Scientists from The Australian National University (ANU) have uncovered a doughnut-shaped zone located thousands of kilometers beneath the Earth’s surface within its liquid core, shedding light on the workings of our planet’s magnetic field.
This newly identified structure exists only in low-latitude areas and runs parallel to the equator. According to seismologists at ANU, it has previously gone unnoticed.
The Earth contains two core layers: a solid inner core and a liquid outer core. The mantle surrounds the core. The newly found doughnut-shaped area lies at the top of the outer core, right where the liquid core interfaces with the mantle.
Professor Hrvoje Tkalčić, a co-author of the study and geophysicist at ANU, noted that the seismic waves within this newly discovered area travel at a slower speed compared to those in the rest of the outer core.
“This region is aligned with the equatorial plane, restricted to low latitudes, and it has a doughnut shape,” he explained.
“We can’t determine its exact thickness, but we estimate it extends several hundred kilometers below the core-mantle boundary.”
Instead of employing conventional seismic wave observation methods that focus on signals from earthquakes in the first hour, ANU scientists examined the similarities in waveforms many hours post-earthquake, leading to this unique finding.

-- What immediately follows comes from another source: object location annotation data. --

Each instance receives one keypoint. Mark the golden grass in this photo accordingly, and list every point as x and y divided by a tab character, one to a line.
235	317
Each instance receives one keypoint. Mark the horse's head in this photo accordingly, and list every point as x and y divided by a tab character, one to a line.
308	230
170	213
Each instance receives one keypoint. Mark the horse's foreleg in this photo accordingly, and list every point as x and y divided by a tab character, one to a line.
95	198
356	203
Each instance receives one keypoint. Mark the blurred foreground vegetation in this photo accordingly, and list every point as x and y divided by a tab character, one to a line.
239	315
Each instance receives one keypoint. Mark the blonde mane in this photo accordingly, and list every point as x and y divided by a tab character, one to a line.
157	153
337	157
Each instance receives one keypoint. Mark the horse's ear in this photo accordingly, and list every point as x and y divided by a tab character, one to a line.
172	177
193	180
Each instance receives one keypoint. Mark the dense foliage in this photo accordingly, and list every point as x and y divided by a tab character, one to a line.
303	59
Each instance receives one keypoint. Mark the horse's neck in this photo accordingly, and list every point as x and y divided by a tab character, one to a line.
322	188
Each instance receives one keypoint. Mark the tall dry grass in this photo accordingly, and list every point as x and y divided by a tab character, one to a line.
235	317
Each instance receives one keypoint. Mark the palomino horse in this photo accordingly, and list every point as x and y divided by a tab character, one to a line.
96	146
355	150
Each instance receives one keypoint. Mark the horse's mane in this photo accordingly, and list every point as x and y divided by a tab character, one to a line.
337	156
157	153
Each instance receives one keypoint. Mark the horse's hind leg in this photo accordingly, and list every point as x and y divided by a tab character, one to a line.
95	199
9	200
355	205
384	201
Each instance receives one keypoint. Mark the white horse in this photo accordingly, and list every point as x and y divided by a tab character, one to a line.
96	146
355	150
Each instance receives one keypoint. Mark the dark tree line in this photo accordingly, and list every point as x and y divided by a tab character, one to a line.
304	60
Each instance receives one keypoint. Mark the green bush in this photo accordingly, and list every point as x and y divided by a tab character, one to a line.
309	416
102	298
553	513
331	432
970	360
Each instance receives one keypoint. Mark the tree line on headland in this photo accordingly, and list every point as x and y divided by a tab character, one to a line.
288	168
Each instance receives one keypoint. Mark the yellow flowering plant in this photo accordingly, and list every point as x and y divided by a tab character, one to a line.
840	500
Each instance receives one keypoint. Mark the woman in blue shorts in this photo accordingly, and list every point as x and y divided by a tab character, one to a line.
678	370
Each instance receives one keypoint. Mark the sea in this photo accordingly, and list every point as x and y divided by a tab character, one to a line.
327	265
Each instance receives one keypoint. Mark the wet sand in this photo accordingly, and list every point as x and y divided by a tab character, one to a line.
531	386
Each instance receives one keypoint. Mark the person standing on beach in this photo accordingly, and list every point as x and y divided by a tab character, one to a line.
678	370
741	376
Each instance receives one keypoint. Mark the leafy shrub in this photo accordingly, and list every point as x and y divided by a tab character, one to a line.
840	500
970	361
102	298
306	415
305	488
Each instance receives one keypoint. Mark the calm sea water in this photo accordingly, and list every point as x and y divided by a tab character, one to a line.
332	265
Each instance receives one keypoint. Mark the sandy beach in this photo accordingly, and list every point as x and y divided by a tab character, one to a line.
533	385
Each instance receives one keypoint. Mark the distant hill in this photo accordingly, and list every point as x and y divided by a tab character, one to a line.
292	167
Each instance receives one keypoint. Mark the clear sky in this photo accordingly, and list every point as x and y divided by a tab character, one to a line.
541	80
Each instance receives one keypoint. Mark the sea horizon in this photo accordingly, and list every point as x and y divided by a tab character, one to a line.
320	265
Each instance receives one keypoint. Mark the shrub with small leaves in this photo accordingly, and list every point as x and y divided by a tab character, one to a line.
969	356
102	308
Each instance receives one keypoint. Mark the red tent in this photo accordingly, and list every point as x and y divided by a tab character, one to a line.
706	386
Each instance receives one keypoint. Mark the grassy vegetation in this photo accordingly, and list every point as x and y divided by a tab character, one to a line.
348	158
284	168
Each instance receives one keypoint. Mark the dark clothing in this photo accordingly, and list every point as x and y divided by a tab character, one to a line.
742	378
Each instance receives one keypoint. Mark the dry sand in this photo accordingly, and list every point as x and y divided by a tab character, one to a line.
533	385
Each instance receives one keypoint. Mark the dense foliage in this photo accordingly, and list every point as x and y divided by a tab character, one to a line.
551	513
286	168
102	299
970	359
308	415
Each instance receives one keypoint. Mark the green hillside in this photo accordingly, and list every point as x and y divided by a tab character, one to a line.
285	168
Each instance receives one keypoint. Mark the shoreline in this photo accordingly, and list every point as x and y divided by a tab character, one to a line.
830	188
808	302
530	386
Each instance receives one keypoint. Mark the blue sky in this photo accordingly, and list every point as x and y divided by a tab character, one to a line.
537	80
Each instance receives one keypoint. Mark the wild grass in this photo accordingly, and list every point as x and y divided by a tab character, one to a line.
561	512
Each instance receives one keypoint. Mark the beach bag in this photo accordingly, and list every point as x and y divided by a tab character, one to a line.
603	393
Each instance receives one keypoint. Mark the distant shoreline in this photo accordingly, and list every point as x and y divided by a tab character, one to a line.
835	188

“By analyzing the paths of these waves and how they navigate through the outer core, we were able to reconstruct their travel times, clearly showing that this newly identified region exhibits lower seismic speeds,” Professor Tkalčić stated.
“The unusual structure remained unnoticed until this point because earlier studies obtained data with limited coverage of the outer core by only observing waves typically within the first hour following major earthquakes.”
“We achieved improved volumetric coverage since we studied the reverberating waves for several hours after significant earthquakes.”
Dr. Xiaolong Ma, another co-author of the study, mentioned that this discovery helps unravel some enigmas relating to the dynamics of Earth’s magnetic field.
“Many aspects of the outer core’s behavior still pose questions, necessitating a collaborative approach from fields like seismology, mineral physics, geomagnetism, and geodynamics,” Dr. Ma remarked.
The outer core primarily consists of liquid iron and nickel. The intense movement of this electrically conductive liquid generates the Earth’s magnetic field, which encircles our planet, safeguarding all living organisms from harmful solar winds and radiation.
Researchers believe that gaining a deeper understanding of the outer core’s composition, including lighter chemical elements, is essential for grasping the magnetic field and forecasting potential shifts or reductions in its strength.
“Our results are noteworthy as the low speed of seismic waves within the liquid core suggests a high concentration of lighter chemical elements in these areas, which contribute to their slower speeds. These light elements, combined with temperature variations, aid in stirring the liquid in the outer core,” Professor Tkalčić elaborated.
“The magnetic field is crucial for sustaining life on Earth’s surface.”
“The dynamics of Earth’s magnetic field is a subject of great interest in the scientific community, so our findings may encourage further investigation into magnetic fields both on Earth and other celestial bodies.”
The research has been published in Science Advances.